Décolonisation : le passé à composer

Le 07-12-2010
Par xadmin

Entretien avec Pascal Blanchard, historien, directeur de l'Association  pour la Connaissance de l'Histoire de l'Afrique Contemporaine, pour souffler les 50 bougies de la décolonisation.

Presse & Cité : Comment la commémoration du cinquantenaire des indépendances a été
vécue en Afrique et en France ?


En Afrique, 80% des commémorations ont porté sur des thématiques autour  de la Force noire et de la présence des troupes coloniales aux côtés de  la France. Pour les Armées et les Etats en Afrique, le défilé du 14  juillet a été une fierté. Cela a rappelé des faits d'armes communs. Et  aurait donc pu contribuer à pacifier les "mémoires". Mais il n'y a eu  aucun versant politique à cela, ni aux quelques programmes historiques  (dont le site de RFI a été le relais). En France, sans l'EPCAD (service  de communication des Armées), il n'y aurait rien eu. Jacques Toubon (qui  a assuré la coordination de ces commémorations) n'a pas eu de budget. Et  du côté des départements, des régions, des villes, des réseaux  associatifs et des intellectuels, et même la population, quasiment rien  n'a été mis en oeuvre !

Comment cela se fait-il ?

Pour les Etats africains, les indépendances n'ont pas été considérées  comme fondatrices, y compris pour légitimer des régimes en place, à la  différence de l'exemple algérien. Il y a un oubli de cette histoire ; on  considère d'ailleurs du côté  français que les révoltes au nord de la  Côte d'Ivoire, au Cameroun ou à Madagascar n'ont pas été des combats  d'indépendance. On veut donner le sentiment que ces indépendances ont  été octroyées par la France.

Que cela dit-il des relations entre la France et l'Afrique ?

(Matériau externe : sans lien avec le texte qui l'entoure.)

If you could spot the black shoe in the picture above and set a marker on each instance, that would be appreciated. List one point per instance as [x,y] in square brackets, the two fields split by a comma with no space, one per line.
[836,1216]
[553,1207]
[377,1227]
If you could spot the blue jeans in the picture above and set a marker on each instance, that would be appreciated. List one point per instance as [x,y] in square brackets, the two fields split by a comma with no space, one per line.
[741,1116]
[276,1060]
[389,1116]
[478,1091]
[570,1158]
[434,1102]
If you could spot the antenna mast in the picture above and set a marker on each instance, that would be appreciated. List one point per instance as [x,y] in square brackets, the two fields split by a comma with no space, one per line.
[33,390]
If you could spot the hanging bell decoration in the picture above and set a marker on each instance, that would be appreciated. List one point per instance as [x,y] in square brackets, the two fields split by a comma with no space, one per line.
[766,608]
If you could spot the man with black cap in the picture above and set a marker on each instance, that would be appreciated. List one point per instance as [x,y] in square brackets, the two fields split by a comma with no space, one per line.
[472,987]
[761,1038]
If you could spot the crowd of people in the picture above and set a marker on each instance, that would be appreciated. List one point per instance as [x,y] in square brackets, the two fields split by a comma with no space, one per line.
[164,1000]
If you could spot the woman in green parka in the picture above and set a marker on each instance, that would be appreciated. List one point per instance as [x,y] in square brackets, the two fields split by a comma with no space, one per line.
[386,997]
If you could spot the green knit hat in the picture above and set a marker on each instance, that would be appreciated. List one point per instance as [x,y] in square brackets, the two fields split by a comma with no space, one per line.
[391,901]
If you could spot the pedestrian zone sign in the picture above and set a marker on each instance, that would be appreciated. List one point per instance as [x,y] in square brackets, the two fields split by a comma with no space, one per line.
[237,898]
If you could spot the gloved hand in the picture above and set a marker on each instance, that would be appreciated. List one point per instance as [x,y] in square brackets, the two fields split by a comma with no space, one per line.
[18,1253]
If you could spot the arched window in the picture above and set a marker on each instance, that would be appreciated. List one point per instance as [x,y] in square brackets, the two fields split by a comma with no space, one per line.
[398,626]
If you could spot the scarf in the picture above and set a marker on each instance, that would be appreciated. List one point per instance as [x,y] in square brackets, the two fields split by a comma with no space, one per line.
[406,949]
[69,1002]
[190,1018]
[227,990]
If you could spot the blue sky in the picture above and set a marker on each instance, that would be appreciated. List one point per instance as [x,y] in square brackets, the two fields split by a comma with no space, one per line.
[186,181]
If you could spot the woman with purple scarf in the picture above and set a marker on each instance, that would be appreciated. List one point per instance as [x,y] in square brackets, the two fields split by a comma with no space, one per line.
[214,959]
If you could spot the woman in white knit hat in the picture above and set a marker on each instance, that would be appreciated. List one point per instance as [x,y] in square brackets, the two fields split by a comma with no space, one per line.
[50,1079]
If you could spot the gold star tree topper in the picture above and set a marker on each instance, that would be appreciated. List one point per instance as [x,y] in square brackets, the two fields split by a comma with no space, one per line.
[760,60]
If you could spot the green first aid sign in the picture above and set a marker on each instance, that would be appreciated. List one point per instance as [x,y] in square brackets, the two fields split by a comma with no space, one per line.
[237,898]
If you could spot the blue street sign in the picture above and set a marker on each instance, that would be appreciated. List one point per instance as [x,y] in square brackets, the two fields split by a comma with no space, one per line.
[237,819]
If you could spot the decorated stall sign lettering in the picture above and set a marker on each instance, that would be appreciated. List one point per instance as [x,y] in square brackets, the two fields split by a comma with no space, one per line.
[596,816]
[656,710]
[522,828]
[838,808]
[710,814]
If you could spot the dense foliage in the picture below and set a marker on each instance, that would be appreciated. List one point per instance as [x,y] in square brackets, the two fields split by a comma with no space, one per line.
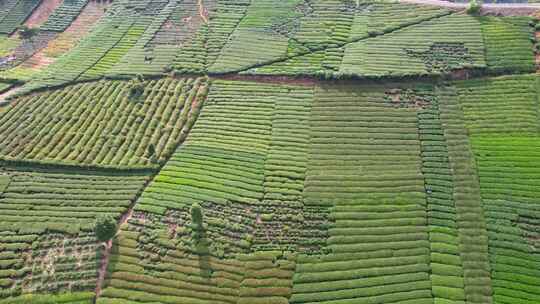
[267,152]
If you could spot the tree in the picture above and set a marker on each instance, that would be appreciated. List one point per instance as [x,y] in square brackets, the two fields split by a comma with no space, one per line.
[105,227]
[136,87]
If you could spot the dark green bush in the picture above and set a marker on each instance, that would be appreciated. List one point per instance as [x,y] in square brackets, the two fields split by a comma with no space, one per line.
[105,227]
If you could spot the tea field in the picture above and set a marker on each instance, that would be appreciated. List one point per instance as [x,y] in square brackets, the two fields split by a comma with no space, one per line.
[268,152]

Cela signe un déficit total de connaissance de l'histoire de l'Afrique,  de la colonisation, de la décolonisation et de ce qu'il s'est passé  depuis. Il n'y pas d'équivalent, en terme de reconnaissance, d'un  Benjamin Stora (spécialiste de la guerre d'Algérie) sur la  décolonisation africaine. Sans travail d'historien, sans mémoire, il n'y  a pas de commémoration possible, ni d'opposition. Cela s'explique sans doute par le fait que ces indépendances n'ont pas induit de changement profond, de basculement dans l'histoire de ces pays. Ce qui est  intéressant, c'est le continuum. Ce qui continue de se passer entre la France et l'Afrique depuis 1960.